Some protocols supported by RabbitMQ have their own specific limits.

MQTT

MQTT connections have a session expiry interval limit:

rabbitmq.conf SettingTypeDescriptionDefault
mqtt.max_session_expiry_interval_secondsinteger (seconds)Maximum session expiry interval that MQTT clients can request86400 (1 day)

Per Channel Limits

consumer_max_per_channel controls the maximum number of consumers that can be registered on a single channel. This setting protects against applications leaking consumers.
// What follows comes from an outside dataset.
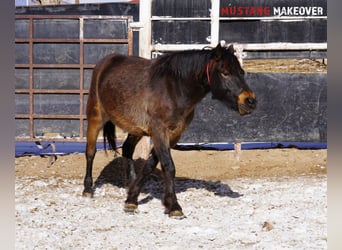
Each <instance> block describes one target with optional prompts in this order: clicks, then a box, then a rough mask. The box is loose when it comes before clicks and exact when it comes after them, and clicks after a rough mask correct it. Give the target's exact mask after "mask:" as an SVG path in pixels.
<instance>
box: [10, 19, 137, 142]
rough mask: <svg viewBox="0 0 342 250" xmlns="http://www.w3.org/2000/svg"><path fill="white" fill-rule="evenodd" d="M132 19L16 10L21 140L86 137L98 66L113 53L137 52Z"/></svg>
mask: <svg viewBox="0 0 342 250" xmlns="http://www.w3.org/2000/svg"><path fill="white" fill-rule="evenodd" d="M132 21H133V18H132V17H131V16H75V15H73V16H70V15H60V16H57V15H17V16H16V19H15V103H16V114H15V119H16V140H18V141H32V140H39V139H44V140H51V139H53V140H54V141H58V140H62V141H65V140H71V141H83V140H84V139H85V127H86V115H85V103H86V101H87V96H88V88H89V85H90V79H91V74H92V69H93V68H94V66H95V64H96V62H97V61H98V60H99V59H101V58H102V57H104V56H105V55H107V54H109V53H113V52H116V53H121V54H128V55H132V54H133V53H132V50H133V45H132V40H133V37H132V36H133V32H132V29H131V28H130V25H129V24H130V23H131V22H132Z"/></svg>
The default is unlimited. To set a limit, configure it in rabbitmq.conf:

consumer_max_per_channel = 10

Per Cluster Limits

The following settings are defined in rabbitmq.conf but effectively apply to the entire cluster, because the entities they limit are replicated across all nodes.

rabbitmq.conf SettingTypeDescriptionDefault
vhost_maxintegerMaximum number of virtual hosts that can be created in the clusterunlimited
cluster_exchange_limitintegerMaximum number of exchanges that can be declared in the clusterunlimited
cluster_queue_limitintegerMaximum number of queues that can be declared in the clusterunlimited
warning

As these settings are cluster-wide but configured individually for each node using its rabbitmq.conf configuration file, they must be set to the same value across all cluster nodes.

Per Node Limits

Per node limits apply to individual cluster nodes. They affect all virtual hosts and users.
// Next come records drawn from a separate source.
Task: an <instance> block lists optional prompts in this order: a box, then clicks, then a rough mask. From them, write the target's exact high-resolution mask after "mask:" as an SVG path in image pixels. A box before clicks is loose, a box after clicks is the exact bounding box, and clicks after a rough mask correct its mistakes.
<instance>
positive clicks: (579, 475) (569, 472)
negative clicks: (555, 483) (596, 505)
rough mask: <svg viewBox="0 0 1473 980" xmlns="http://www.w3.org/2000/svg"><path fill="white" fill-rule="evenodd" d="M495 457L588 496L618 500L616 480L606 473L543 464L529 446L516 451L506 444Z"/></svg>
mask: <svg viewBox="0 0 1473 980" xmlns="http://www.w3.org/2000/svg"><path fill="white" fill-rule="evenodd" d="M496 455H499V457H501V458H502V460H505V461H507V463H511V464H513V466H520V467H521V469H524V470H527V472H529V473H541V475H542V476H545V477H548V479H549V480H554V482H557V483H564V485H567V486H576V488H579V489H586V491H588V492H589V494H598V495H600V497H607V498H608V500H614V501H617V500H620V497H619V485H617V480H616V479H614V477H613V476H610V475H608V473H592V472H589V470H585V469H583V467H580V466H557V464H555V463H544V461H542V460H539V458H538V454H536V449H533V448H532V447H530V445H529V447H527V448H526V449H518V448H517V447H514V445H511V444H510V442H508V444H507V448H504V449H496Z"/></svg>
Due to their coarse-grained nature, these limits are typically used as guardrails in environments where RabbitMQ clusters are offered as a service and cluster operators have no understanding or control over what the deployed applications do.
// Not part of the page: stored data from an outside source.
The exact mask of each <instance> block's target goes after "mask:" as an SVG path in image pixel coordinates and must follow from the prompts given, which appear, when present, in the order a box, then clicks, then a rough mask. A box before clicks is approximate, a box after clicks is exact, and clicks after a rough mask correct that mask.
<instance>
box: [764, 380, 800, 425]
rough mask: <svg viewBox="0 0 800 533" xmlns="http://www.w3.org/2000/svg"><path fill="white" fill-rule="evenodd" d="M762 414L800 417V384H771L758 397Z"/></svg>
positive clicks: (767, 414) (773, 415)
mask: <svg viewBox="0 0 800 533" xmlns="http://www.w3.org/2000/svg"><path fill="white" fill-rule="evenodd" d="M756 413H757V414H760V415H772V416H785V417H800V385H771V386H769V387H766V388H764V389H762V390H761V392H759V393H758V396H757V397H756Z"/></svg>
See also: open file handles limit.

rabbitmq.conf SettingTypeDescriptionDefault
consumer_timeoutpositive integer (milliseconds)Defines how long RabbitMQ will wait for delivery acknowledgements from consumers1800000 (30 minutes)
connection_maxintegerMaximum number of concurrent client connections a node will acceptunlimited
channel_max_per_nodeintegerMaximum number of channels across all connections on a nodeunlimited
ranch_connection_maxintegerMaximum number of concurrent TCP connections a node will accept; includes HTTP API connectionsunlimited
max_message_sizeinteger (bytes)Maximum message size that messaging and streaming clients can publish. Messages larger than this will be rejected. Maximum allowed value is 512 MiB.134217728 (128 MiB)
management.http.max_body_sizeinteger (bytes)Maximum HTTP API request body size20971520 (20 MiB)

Per Queue Limits

Individual queues can have limits configured via policies:

  • Queue length limit: limits the maximum number of ready messages or total message bytes in a queue. When the limit is reached, messages are either dropped from the head or new publishes are rejected.
  • Message TTL: messages in a queue expire after a specified time period.
  • Queue TTL: queues are automatically deleted after a period of inactivity.
  • Delivery limit (quorum queues): maximum number of delivery attempts before a message is dropped or dead-lettered. Default is 20 in RabbitMQ 4.0+, was unlimited in 3.x. Configured via the delivery-limit policy key or queue argument.
  • Priority levels (priority queues): x-max-priority queue argument defines the maximum priority level (1-255). Values between 1 and 5 are recommended for optimal performance.

Per Stream Limits

Streams have retention settings that control data expiration:

  • max-age: maximum age of messages in the stream (e.g., 7D for 7 days)
  • max-length-bytes: maximum total size of the stream in bytes

When retention limits are reached, the oldest segments are discarded. These can be configured via policies or as optional stream arguments at stream declaration time.